Furthermore, trading these pairs enables beginners to focus on mastering fundamental and technical analysis and day trading strategies before venturing into more complex and volatile markets. By starting with major forex pairs, beginner traders can build a solid foundation and progressively enhance their skills before exploring minor or exotic pairs.

Overall, the seven major forex pairs provide a favorable environment for beginners to gain experience and develop their trading abilities, ultimately setting them up for long-term success in the forex market.


What is the safest forex pair to trade?

The safest forex pair to trade is often considered to be the EUR/USD, as it has the highest liquidity and tightest spreads among all currency pairs TMM. This major pair consists of two strong economies, the Eurozone and the United States, which adds to its stability. However, it is essential to note that no forex pair is entirely risk-free, and trading always involves some level of risk.

When is the best time to trade forex pairs?

The best time to trade forex pairs is when the markets are most active, resulting in higher liquidity and tighter spreads. This typically occurs during overlapping market sessions. The primary forex trading sessions are the Tokyo, London, and New York sessions. The most active trading hours are:

  • London and New York overlap (8 AM to 12 PM EST): This period sees the highest trading volume, making it the best time for day trading major pairs, particularly those involving the USD, EUR, and GBP.
  • London and Tokyo overlap (3 AM to 4 AM EST): This overlap is ideal for trading Asian and European currency pairs, such as the EUR/JPY or AUD/JPY.

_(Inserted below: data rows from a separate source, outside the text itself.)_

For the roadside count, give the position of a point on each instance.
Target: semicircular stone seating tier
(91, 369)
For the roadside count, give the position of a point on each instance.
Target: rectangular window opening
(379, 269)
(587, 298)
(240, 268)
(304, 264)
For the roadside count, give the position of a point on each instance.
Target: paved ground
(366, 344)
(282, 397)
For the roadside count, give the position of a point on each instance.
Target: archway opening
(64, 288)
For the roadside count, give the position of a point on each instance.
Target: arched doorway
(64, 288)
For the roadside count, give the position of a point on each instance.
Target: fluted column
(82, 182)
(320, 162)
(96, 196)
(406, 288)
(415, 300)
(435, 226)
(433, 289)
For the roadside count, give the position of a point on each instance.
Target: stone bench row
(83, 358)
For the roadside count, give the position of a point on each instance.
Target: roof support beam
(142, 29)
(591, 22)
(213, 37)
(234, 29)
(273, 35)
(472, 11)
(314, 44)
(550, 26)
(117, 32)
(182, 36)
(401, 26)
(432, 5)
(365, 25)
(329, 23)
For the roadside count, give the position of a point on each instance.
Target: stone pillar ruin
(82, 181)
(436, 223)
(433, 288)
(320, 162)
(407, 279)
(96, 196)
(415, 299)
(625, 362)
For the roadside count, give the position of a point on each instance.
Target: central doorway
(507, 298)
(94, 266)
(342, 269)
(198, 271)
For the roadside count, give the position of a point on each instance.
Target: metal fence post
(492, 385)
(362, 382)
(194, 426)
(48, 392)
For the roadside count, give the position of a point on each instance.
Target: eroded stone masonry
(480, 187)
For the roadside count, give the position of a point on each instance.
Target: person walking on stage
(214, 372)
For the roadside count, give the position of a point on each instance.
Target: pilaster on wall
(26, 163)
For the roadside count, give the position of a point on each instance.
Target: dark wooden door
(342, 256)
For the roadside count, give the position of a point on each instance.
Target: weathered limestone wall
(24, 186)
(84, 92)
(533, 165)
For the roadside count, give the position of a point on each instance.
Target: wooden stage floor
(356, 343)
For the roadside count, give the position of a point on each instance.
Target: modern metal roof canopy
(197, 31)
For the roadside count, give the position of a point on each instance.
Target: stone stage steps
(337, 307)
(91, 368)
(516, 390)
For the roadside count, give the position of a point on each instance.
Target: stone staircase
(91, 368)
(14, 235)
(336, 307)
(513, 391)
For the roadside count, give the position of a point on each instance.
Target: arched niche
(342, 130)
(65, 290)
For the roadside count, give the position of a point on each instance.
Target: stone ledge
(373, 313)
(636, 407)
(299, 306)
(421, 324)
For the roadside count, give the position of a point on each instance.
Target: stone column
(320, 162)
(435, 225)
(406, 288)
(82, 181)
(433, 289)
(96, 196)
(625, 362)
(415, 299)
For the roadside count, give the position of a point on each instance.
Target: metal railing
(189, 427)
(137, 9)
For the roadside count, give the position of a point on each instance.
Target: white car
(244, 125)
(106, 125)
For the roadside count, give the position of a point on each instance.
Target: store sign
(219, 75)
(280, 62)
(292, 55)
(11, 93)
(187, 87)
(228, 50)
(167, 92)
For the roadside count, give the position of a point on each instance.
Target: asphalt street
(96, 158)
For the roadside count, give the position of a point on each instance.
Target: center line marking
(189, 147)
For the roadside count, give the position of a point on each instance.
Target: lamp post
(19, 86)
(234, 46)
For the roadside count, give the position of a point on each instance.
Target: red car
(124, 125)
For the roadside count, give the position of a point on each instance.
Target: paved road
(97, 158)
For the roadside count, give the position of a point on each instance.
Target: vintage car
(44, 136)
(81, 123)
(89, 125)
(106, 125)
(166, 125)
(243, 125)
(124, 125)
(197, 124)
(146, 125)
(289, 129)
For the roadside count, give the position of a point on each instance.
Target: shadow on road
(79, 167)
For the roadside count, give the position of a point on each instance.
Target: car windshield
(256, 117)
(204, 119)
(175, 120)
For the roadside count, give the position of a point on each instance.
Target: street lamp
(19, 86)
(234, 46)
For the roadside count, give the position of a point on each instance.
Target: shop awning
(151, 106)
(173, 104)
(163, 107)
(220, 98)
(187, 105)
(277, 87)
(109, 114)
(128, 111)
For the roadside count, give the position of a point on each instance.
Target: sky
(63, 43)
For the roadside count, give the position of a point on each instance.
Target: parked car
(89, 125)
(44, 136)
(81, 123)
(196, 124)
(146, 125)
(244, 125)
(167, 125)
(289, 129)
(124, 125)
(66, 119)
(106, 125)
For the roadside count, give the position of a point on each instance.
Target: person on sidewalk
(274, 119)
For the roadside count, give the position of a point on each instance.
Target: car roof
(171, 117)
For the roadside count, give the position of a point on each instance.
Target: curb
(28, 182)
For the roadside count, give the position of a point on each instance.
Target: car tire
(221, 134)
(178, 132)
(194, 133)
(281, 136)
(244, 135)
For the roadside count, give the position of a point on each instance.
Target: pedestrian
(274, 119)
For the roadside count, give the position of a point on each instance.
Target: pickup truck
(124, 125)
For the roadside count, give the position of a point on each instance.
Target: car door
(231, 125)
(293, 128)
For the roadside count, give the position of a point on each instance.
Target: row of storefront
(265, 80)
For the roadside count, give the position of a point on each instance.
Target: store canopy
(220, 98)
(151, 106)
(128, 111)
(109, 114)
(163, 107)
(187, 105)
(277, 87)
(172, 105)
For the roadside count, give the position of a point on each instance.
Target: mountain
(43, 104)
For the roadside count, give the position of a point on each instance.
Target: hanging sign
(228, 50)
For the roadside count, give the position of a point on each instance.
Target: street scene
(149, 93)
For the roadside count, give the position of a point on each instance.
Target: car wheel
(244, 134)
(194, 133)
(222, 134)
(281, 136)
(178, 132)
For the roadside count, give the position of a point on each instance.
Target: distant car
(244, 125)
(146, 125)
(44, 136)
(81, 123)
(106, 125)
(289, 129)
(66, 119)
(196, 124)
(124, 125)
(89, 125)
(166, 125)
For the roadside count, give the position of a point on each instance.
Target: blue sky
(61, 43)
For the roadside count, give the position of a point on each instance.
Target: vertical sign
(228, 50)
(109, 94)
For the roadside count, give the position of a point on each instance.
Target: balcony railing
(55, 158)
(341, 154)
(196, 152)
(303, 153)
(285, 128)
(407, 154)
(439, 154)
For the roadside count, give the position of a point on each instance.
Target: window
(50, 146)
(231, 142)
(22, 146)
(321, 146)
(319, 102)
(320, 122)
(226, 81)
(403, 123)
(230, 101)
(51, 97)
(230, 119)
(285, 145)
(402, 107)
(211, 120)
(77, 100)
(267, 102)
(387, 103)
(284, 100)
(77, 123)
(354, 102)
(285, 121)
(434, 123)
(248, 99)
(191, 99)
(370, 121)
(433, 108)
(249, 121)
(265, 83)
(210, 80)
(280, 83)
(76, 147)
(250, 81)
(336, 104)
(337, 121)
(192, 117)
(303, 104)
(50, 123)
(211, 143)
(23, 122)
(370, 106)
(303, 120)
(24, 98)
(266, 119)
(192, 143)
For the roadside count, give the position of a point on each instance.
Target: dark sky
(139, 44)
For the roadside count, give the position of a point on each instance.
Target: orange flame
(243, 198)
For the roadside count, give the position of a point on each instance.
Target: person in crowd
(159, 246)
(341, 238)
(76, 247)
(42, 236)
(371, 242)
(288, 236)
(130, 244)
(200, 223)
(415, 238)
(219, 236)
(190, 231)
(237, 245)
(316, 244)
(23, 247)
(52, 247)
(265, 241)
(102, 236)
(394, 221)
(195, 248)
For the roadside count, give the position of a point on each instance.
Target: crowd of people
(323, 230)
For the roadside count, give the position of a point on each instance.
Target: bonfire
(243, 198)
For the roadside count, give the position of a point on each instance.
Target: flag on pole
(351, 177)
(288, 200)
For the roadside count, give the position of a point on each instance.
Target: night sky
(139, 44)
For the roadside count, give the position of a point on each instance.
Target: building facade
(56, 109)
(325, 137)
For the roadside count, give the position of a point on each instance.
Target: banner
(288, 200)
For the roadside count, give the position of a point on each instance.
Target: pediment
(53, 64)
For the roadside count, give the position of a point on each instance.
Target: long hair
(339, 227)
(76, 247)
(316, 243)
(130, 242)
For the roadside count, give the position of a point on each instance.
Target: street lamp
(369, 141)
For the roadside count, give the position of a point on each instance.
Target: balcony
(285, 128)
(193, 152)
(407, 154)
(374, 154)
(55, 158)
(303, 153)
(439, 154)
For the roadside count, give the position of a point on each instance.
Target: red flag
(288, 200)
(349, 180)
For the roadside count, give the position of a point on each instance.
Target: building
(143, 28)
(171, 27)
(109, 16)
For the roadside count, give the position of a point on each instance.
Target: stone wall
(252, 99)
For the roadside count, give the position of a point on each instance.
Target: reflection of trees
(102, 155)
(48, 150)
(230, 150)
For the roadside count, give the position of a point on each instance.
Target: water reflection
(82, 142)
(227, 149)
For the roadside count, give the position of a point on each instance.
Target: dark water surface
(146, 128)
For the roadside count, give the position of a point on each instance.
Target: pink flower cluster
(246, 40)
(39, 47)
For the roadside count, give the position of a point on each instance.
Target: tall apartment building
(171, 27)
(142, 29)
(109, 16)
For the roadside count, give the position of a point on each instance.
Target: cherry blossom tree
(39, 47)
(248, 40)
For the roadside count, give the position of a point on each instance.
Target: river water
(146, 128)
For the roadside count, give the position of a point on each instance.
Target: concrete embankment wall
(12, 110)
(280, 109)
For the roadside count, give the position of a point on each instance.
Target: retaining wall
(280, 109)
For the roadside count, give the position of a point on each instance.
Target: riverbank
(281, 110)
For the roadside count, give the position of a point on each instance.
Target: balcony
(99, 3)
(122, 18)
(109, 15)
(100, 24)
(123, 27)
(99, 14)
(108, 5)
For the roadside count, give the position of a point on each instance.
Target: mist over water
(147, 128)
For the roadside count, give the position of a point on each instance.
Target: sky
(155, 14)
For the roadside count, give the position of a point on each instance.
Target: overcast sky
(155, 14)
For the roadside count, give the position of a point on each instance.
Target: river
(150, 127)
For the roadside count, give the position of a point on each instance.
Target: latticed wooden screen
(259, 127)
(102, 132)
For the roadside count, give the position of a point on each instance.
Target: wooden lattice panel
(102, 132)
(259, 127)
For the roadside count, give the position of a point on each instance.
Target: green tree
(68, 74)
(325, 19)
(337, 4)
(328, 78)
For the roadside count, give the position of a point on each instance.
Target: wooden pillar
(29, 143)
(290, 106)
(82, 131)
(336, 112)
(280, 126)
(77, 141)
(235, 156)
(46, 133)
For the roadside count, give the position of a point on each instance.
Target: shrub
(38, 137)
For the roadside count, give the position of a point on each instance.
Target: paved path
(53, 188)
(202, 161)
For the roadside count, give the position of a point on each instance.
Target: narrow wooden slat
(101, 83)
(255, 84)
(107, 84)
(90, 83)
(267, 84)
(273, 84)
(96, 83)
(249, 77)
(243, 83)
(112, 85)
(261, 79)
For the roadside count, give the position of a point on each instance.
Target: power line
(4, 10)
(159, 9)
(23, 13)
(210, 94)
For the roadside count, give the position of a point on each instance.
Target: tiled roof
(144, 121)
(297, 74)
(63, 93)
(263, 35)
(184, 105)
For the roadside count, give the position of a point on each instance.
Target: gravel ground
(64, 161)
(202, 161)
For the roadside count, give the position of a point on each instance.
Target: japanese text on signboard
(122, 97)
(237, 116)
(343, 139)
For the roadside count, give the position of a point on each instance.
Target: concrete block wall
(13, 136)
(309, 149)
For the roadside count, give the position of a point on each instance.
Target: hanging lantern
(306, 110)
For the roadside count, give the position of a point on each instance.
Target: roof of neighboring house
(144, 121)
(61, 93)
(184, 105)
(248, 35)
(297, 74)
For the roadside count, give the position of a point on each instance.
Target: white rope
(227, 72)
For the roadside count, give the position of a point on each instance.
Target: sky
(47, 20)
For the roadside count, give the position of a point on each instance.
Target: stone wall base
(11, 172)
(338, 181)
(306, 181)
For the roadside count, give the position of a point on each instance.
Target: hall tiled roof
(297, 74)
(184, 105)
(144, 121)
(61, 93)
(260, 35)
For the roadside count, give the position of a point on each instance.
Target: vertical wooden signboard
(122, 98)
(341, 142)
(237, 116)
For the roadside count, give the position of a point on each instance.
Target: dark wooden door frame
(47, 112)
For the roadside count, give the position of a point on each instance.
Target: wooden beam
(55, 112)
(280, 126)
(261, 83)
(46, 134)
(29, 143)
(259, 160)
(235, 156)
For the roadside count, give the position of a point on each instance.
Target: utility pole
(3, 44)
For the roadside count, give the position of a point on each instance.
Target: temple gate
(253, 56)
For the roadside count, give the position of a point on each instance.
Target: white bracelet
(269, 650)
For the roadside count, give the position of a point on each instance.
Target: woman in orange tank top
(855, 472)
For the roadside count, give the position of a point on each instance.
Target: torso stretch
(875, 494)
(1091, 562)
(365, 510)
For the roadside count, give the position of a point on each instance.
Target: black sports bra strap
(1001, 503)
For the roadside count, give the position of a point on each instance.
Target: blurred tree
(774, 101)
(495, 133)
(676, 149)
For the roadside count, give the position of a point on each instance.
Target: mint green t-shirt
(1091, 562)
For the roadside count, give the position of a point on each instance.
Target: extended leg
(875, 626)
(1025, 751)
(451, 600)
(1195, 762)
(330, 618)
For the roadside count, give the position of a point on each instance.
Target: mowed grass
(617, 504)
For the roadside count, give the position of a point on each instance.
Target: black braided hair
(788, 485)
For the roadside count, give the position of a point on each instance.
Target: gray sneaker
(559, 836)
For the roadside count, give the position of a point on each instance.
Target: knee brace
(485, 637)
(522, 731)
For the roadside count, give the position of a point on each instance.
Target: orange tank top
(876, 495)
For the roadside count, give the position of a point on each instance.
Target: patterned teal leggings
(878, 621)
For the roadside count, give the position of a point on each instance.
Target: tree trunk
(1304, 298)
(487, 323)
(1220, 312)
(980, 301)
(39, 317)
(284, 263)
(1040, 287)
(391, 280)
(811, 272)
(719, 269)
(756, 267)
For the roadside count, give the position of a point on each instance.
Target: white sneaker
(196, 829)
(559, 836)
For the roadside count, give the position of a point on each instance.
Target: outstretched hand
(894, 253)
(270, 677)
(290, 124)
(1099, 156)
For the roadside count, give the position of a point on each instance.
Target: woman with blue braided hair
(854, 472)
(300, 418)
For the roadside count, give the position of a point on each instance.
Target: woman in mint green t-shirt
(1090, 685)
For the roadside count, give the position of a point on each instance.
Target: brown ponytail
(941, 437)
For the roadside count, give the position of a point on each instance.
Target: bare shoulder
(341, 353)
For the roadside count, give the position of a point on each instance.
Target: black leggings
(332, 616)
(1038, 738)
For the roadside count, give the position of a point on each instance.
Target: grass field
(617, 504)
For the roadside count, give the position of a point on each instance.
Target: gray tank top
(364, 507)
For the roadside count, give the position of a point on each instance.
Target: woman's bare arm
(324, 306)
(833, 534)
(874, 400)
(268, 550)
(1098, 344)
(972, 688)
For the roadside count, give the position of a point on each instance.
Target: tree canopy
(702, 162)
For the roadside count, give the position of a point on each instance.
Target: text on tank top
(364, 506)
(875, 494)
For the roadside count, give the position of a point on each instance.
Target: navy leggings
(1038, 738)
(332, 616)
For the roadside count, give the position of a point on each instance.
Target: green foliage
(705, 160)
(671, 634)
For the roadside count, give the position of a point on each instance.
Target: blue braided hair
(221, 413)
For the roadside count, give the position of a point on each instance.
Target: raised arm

Keep in mind that the best time to trade also depends on your specific trading strategy and the currency pairs you’re focusing on. Some strategies may be more effective during specific market sessions or at certain times of the day.

How many forex pairs should a beginner trade?

Although there are four major forex pairs that a beginner can and should trade in order to learn how to invest, only one or two should be traded at a time. It will help if you remember that trading is a skill and is not gambling.

Many subconscious and conscious decisions based on information (news, technical analysis, economics, etc.) will play a role in opening a position; your focus needs to be centered.

As such, beginner traders should stick to the EUR/USD or the USD/JPY due to the amount of information and resources that is available for this currency pair.

What are the best Pairs to trade in forex?

The best pairs to trade in forex are the major pairs. Although four are considered to be the strongest, others can be included and offer investors good opportunities. These include;


What is the easiest forex pair to trade?

There are two “easy” forex pairs that you can trade. The first is the USD/CHF. This is because when the EUR/USD and GBP/USD go down, this currency pair goes up due to its inverse correlation to them.

The next is the USD/JPY. The Yen is considered a safe haven, which means that when the markets are in a period of “risk-off” (the markets are in turmoil), traders tend to buy the Yen (short the Dollar against it) due to it being stable.